3. The inherent difficulties of any institutional work in areas of political instability.

4. The inherent difficulties of any Christian institutional work in view of the forces of secularization over a period of time.

5. Increasing control by many governments over the medical and educational institutions within their boundaries.

6. The openly antagonistic stance of many governments in the Two-Thirds World against any Christian mission work.

7. Increased anti-Christian militancy by many other religious groups, especially Islam.
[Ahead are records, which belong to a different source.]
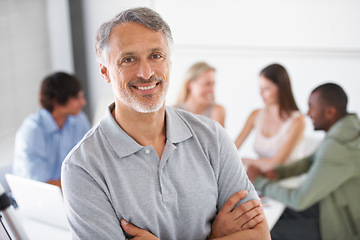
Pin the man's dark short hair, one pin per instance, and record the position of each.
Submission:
(58, 88)
(333, 95)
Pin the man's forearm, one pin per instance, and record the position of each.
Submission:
(259, 232)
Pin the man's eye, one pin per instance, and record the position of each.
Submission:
(127, 60)
(156, 56)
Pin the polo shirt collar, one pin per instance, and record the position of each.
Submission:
(176, 129)
(124, 145)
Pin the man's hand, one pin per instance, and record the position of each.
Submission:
(253, 172)
(138, 233)
(230, 220)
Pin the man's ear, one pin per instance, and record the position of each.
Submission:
(330, 112)
(104, 73)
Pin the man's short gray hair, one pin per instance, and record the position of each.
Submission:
(141, 15)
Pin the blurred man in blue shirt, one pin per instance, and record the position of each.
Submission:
(46, 137)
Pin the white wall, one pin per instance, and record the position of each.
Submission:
(317, 41)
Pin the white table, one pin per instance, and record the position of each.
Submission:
(36, 230)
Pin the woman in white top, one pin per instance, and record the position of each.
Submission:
(279, 126)
(197, 93)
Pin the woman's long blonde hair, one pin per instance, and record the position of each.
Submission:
(191, 75)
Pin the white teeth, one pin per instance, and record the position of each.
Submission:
(147, 88)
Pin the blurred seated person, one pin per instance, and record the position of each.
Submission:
(197, 93)
(279, 126)
(46, 137)
(326, 205)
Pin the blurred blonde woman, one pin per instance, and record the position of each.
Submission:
(279, 126)
(197, 93)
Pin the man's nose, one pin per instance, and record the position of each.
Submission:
(145, 70)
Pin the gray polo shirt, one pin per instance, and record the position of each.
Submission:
(109, 176)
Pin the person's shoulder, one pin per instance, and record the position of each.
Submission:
(32, 121)
(192, 118)
(91, 141)
(297, 118)
(219, 108)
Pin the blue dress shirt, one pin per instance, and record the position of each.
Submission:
(41, 147)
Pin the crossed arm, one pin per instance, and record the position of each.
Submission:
(247, 221)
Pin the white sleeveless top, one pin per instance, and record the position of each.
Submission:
(267, 147)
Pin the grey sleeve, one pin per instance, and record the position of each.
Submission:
(232, 175)
(89, 217)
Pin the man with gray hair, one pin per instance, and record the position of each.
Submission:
(148, 170)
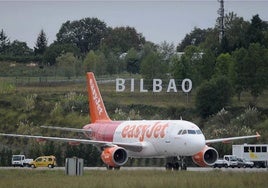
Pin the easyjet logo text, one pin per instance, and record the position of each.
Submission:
(141, 131)
(95, 97)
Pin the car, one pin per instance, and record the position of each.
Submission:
(220, 163)
(244, 163)
(44, 161)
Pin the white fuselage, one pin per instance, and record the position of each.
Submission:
(161, 138)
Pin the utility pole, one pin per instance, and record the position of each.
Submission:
(221, 20)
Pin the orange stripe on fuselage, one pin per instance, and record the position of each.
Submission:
(96, 105)
(156, 130)
(102, 131)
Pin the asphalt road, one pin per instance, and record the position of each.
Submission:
(153, 168)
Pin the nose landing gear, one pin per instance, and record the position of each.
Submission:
(176, 163)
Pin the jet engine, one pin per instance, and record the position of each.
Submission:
(206, 157)
(114, 156)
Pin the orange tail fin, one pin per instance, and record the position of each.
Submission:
(96, 105)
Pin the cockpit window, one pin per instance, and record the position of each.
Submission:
(190, 131)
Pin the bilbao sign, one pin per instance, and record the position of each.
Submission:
(156, 85)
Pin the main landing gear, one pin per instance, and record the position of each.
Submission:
(176, 163)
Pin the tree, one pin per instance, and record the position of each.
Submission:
(255, 32)
(153, 67)
(212, 96)
(122, 39)
(18, 48)
(258, 63)
(41, 43)
(132, 61)
(55, 50)
(67, 64)
(251, 69)
(86, 34)
(223, 65)
(95, 62)
(4, 42)
(195, 37)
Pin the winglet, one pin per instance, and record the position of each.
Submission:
(96, 105)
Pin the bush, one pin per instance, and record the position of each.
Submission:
(212, 96)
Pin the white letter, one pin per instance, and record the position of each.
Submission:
(157, 85)
(172, 85)
(183, 84)
(120, 84)
(141, 86)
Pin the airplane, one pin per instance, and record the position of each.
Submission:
(120, 140)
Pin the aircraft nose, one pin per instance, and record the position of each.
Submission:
(197, 143)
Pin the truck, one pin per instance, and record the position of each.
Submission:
(227, 161)
(257, 153)
(231, 160)
(20, 160)
(220, 163)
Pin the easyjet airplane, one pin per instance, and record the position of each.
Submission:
(119, 140)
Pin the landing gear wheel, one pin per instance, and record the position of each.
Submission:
(113, 168)
(175, 163)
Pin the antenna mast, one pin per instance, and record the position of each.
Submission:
(221, 20)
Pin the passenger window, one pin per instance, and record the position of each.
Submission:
(258, 149)
(252, 149)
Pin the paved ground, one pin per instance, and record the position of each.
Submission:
(155, 168)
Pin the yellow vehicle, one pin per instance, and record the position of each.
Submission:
(44, 161)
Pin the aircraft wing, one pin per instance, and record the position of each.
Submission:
(227, 140)
(66, 129)
(129, 146)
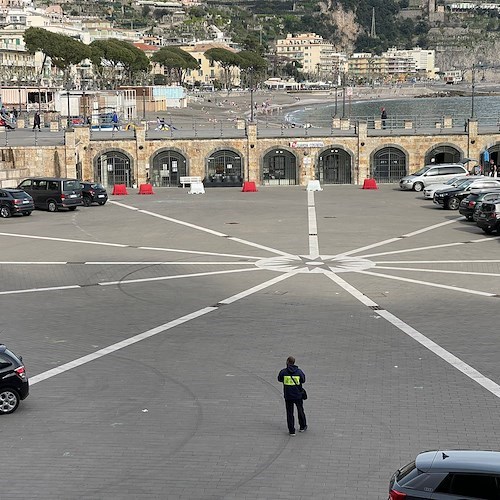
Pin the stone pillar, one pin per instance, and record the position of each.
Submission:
(140, 170)
(362, 168)
(70, 154)
(252, 167)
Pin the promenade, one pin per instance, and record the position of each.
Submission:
(153, 329)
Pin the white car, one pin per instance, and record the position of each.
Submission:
(453, 182)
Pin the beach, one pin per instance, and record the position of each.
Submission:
(276, 104)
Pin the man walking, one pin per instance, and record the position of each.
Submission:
(36, 121)
(292, 378)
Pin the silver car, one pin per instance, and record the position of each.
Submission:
(432, 174)
(453, 182)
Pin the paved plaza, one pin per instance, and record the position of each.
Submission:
(153, 329)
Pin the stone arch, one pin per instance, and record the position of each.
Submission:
(335, 165)
(114, 166)
(443, 153)
(280, 167)
(166, 166)
(224, 167)
(388, 163)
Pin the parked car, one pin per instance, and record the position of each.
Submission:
(488, 217)
(432, 174)
(14, 385)
(470, 205)
(450, 198)
(93, 192)
(448, 475)
(453, 182)
(53, 193)
(15, 201)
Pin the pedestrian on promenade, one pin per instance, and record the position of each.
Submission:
(292, 378)
(115, 121)
(36, 121)
(383, 117)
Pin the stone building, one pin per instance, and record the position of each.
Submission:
(343, 155)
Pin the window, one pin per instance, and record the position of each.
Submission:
(471, 485)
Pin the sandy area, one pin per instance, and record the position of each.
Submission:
(217, 106)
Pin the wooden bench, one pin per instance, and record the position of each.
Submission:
(189, 180)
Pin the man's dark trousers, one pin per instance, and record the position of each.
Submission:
(290, 420)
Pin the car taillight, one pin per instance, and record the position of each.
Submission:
(396, 495)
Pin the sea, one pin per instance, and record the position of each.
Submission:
(486, 108)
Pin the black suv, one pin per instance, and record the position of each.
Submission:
(448, 475)
(450, 198)
(93, 192)
(469, 206)
(488, 217)
(14, 384)
(15, 201)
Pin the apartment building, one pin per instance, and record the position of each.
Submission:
(308, 49)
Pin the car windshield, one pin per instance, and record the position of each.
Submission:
(19, 195)
(73, 185)
(422, 171)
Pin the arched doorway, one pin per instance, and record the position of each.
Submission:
(443, 154)
(224, 168)
(167, 167)
(388, 165)
(334, 166)
(114, 167)
(279, 168)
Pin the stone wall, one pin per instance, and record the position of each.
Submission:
(19, 162)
8. National pride and the coming of age of many churches in the Two-Thirds World requiring treatment as equals.

9. Emphasis by the World Health Organization and its member states in Primary Health Care, community medicine, and public health.

10. The high turnover rate of medical missionary personnel (e.g., 8% annually among Southern Baptist missionary doctors--twice the resignation rate of the missionary force as a whole)(Ruth Fowler 1979:5), resulting in acute and chronic shortages of staff for existing mission hospitals.

11. Increased realization that "helping" people by doing for them is not always helping, but sometimes creates dependency, with negative long-term effect.

12. Problems which develop when mission institutions (hospitals and schools) operate separately from the indigenous church.

13. Despite heavy investments in effort, expense, and personnel over the years, some hospitals have yielded a paucity of results in terms of spiritual impact on the community. They thus fall short of one of the key goals of missions, that of making disciples and establishing fellowships of local believers.

14. The lack of impact on mortality and morbidity figures in catchment populations around a curative institution which is not involved in preventive and promotive Primary Health Care programs.

In the face of these realities, it is imperative that we evaluate where we have been, where we are now, and where we could be going. It is my desire that this monograph contribute to this examination process.